Why does this if condition fail for comparison of negative and positive integers [duplicate]

The problem is in your comparison:

    if ((-1) < SIZE)

sizeof typically returns an unsigned long, so SIZE will be unsigned long, whereas -1 is just an int. The rules for promotion in C and related languages mean that -1 will be converted to size_t before the comparison, so -1 will become a very large positive value (the maximum value of an unsigned long).

One way to fix this is to change the comparison to:

    if (-1 < (long long)SIZE)

although it's actually a pointless comparison, since an unsigned value will always be >= 0 by definition, and the compiler may well warn you about this.

As subsequently noted by @Nobilis, you should always enable compiler warnings and take notice of them: if you had compiled with e.g. gcc -Wall ... the compiler would have warned you of your bug.


TL;DR

Be careful with mixed signed/unsigned operations (use -Wall compiler warnings). The Standard has a long section about it. In particular, it is often but not always true that signed is value-converted to unsigned (although it does in your particular example). See this explanation below (taken from this Q&A)

Relevant quote from the C++ Standard:

5 Expressions [expr]

10 Many binary operators that expect operands of arithmetic or enumeration type cause conversions and yield result types in a similar way. The purpose is to yield a common type, which is also the type of the result. This pattern is called the usual arithmetic conversions, which are defined as follows:

[2 clauses about equal types or types of equal sign omitted]

— Otherwise, if the operand that has unsigned integer type has rank greater than or equal to the rank of the type of the other operand, the operand with signed integer type shall be converted to the type of the operand with unsigned integer type.

— Otherwise, if the type of the operand with signed integer type can represent all of the values of the type of the operand with unsigned integer type, the operand with unsigned integer type shall be converted to the type of the operand with signed integer type.
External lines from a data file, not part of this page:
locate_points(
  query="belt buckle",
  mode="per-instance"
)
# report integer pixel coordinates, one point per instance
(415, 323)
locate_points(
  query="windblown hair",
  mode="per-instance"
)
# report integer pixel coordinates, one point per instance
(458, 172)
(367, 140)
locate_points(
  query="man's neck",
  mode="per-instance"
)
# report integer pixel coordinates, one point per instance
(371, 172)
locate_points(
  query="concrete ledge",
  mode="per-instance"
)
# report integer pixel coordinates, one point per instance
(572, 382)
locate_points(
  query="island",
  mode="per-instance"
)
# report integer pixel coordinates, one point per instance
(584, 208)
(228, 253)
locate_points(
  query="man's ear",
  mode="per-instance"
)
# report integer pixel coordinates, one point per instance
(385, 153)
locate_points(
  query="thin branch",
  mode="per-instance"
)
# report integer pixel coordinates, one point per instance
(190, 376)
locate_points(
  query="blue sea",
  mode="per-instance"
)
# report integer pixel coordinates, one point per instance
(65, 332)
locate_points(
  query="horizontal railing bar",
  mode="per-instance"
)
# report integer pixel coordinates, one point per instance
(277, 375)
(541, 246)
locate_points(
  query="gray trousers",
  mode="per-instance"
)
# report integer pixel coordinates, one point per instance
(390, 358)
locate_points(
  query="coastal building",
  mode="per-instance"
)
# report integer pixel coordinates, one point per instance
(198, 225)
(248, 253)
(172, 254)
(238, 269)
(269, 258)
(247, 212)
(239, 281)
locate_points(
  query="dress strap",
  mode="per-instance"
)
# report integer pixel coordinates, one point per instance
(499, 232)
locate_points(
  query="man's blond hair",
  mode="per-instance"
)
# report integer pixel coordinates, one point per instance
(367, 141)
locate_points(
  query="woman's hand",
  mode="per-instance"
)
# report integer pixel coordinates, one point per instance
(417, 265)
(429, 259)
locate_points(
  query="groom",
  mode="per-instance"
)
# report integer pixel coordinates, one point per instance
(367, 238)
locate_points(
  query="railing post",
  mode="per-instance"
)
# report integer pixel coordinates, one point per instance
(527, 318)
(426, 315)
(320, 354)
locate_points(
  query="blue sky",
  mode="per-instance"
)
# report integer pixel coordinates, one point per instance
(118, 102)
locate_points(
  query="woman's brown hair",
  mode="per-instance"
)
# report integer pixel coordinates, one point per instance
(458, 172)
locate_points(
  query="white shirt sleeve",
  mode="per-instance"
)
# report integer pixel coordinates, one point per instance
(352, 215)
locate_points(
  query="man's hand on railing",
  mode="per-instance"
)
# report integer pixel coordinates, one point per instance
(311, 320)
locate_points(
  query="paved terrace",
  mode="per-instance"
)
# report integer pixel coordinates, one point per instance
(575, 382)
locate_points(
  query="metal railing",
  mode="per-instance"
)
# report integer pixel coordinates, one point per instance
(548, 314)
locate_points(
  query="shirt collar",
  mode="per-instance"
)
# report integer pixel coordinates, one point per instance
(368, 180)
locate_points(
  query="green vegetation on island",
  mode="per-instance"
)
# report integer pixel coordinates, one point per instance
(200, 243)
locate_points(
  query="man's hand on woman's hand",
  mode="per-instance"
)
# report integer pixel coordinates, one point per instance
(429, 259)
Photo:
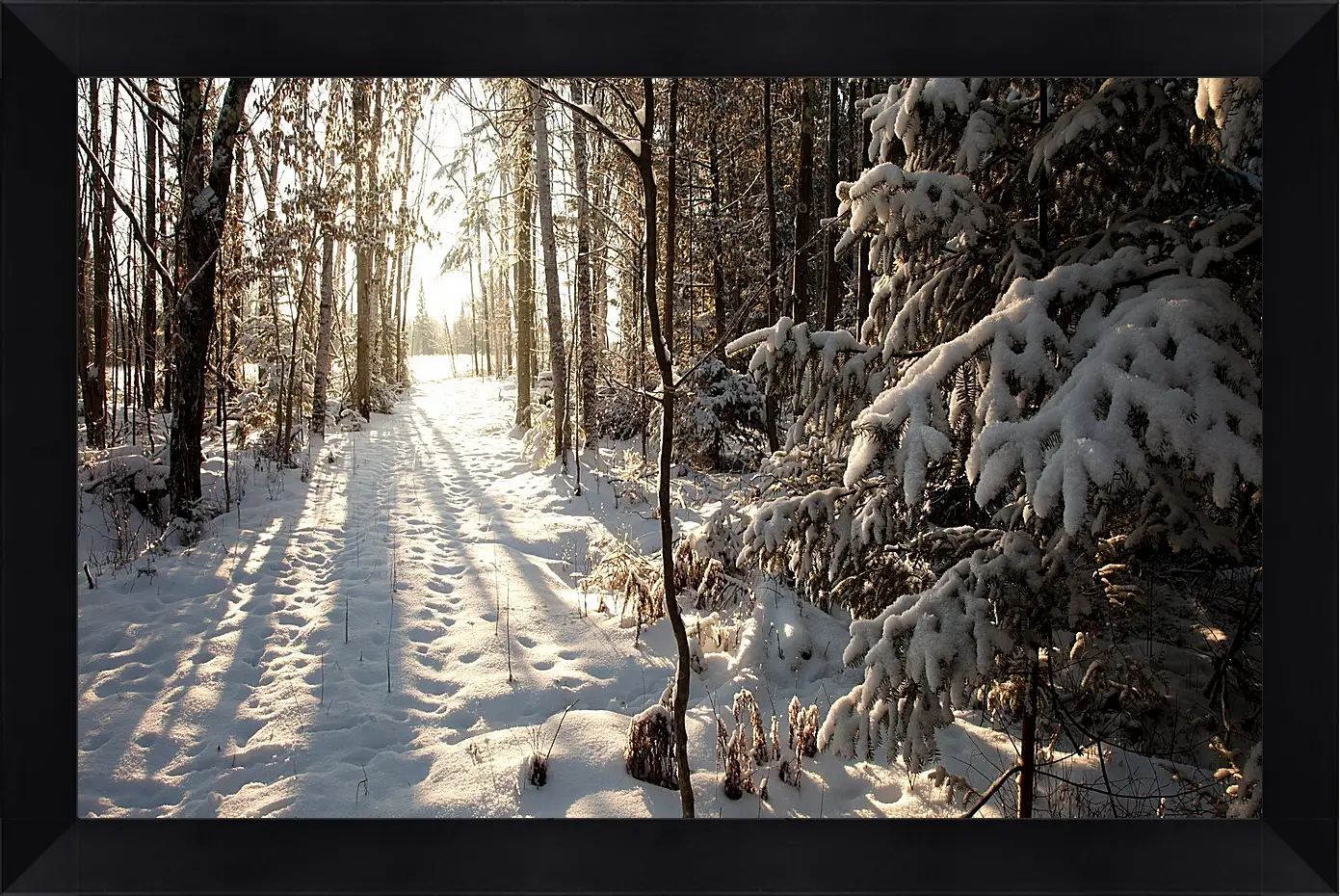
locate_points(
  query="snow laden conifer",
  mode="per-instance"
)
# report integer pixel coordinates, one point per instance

— Otherwise, both operands shall be converted to the unsigned integer type corresponding to the type of the operand with signed integer type.

Your actual example

To see into which of the 3 cases your program falls, modify it slightly to this

#include <stdio.h>

int arr[] = {1,2,3,4,5,6,7,8};
#define SIZE (sizeof(arr)/sizeof(int))

int main()
{
        printf("SIZE = %zu, sizeof(-1) = %zu,  sizeof(SIZE) = %zu \n", SIZE, sizeof(-1), sizeof(SIZE));
        if ((-1) < SIZE)
                printf("less");
        else
                printf("more");
}

On the Coliru online compiler, this prints 4 and 8 for the sizeof() of -1 and SIZE, respectively, and selects the "more" branch (live example).

The reason is that the unsigned type is of greater rank than the signed type. Hence, clause 1 applies and the signed type is value-converted to the unsigned type (on most implementation, typically by preserving the bit-representation, so wrapping around to a very large unsigned number), and the comparison then proceeds to select the "more" branch.

Variations on a theme

Rewriting the condition to if ((long long)(-1) < (unsigned)SIZE) would take the "less" branch (live example).
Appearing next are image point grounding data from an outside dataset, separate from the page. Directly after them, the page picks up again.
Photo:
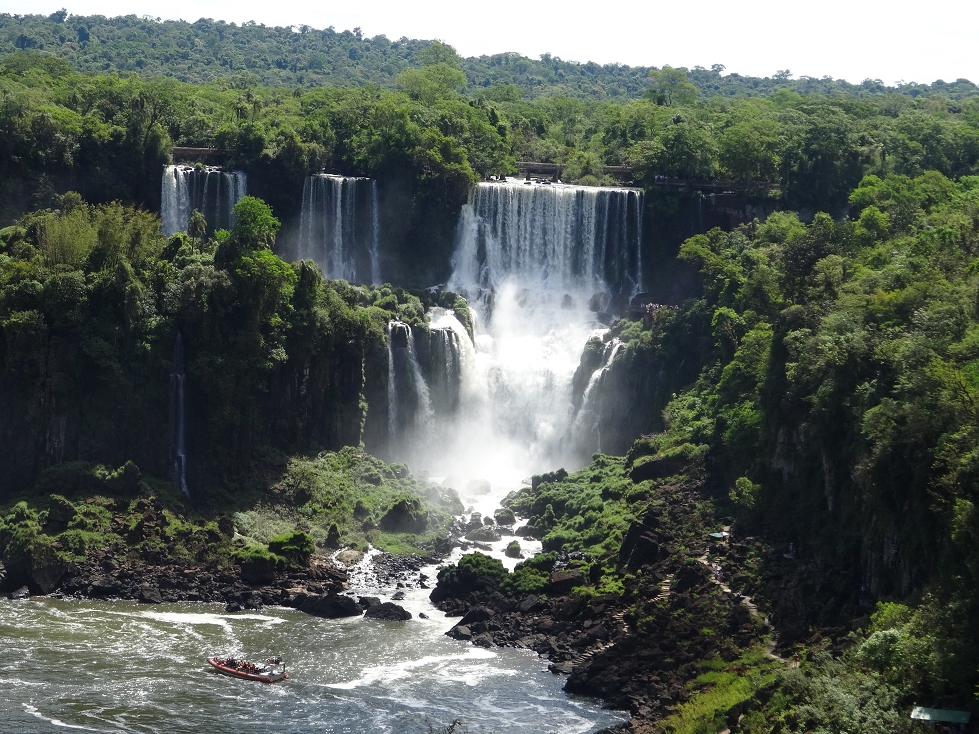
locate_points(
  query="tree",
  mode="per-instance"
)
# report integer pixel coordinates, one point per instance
(671, 87)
The reason is that the signed type is of greater rank than the unsigned type and can also accomodate all the unsigned values. Hence, clause 2 applies and the unsigned type is converted to the signed type, and the comparison then proceeds to select the "less" branch.

Of course, you would never write such a contrived if() statement with explicit casts, but the same effect could happen if you compare variables with types long long and unsigned. So it illustrates the point that mixed signed/unsigned arithmetic is very subtle and depends on the relative sizes ("ranking" in the words of the Standard). In particular, there is no fixed rules saying that signed will always be converted to unsigned.


When you do comparison between signed and unsigned where unsigned has at least an equal rank to that of the signed type (see TemplateRex's answer for the exact rules), the signed is converted to the type of the unsigned.

With regards to your case, on a 32bit machine the binary representation of -1 as unsigned is 4294967295. So in effect you are comparing if 4294967295 is smaller than 8 (it isn't).

If you had enabled warnings, you would have been warned by the compiler that something fishy is going on:

warning: comparison between signed and unsigned integer expressions [-Wsign-compare]

Since the discussion has shifted a bit on how appropriate the use of unsigned is, let me put a quote by James Gosling with regards to the lack of unsigned types in Java (and I will shamelessly link to another post of mine on the subject):

Gosling: For me as a language designer, which I don't really count myself as these days, what "simple" really ended up meaning was could I expect J. Random Developer to hold the spec in his head. That definition says that, for instance, Java isn't -- and in fact a lot of these languages end up with a lot of corner cases, things that nobody really understands. Quiz any C developer about unsigned, and pretty soon you discover that almost no C developers actually understand what goes on with unsigned, what unsigned arithmetic is. Things like that made C complex. The language part of Java is, I think, pretty simple. The libraries you have to look up.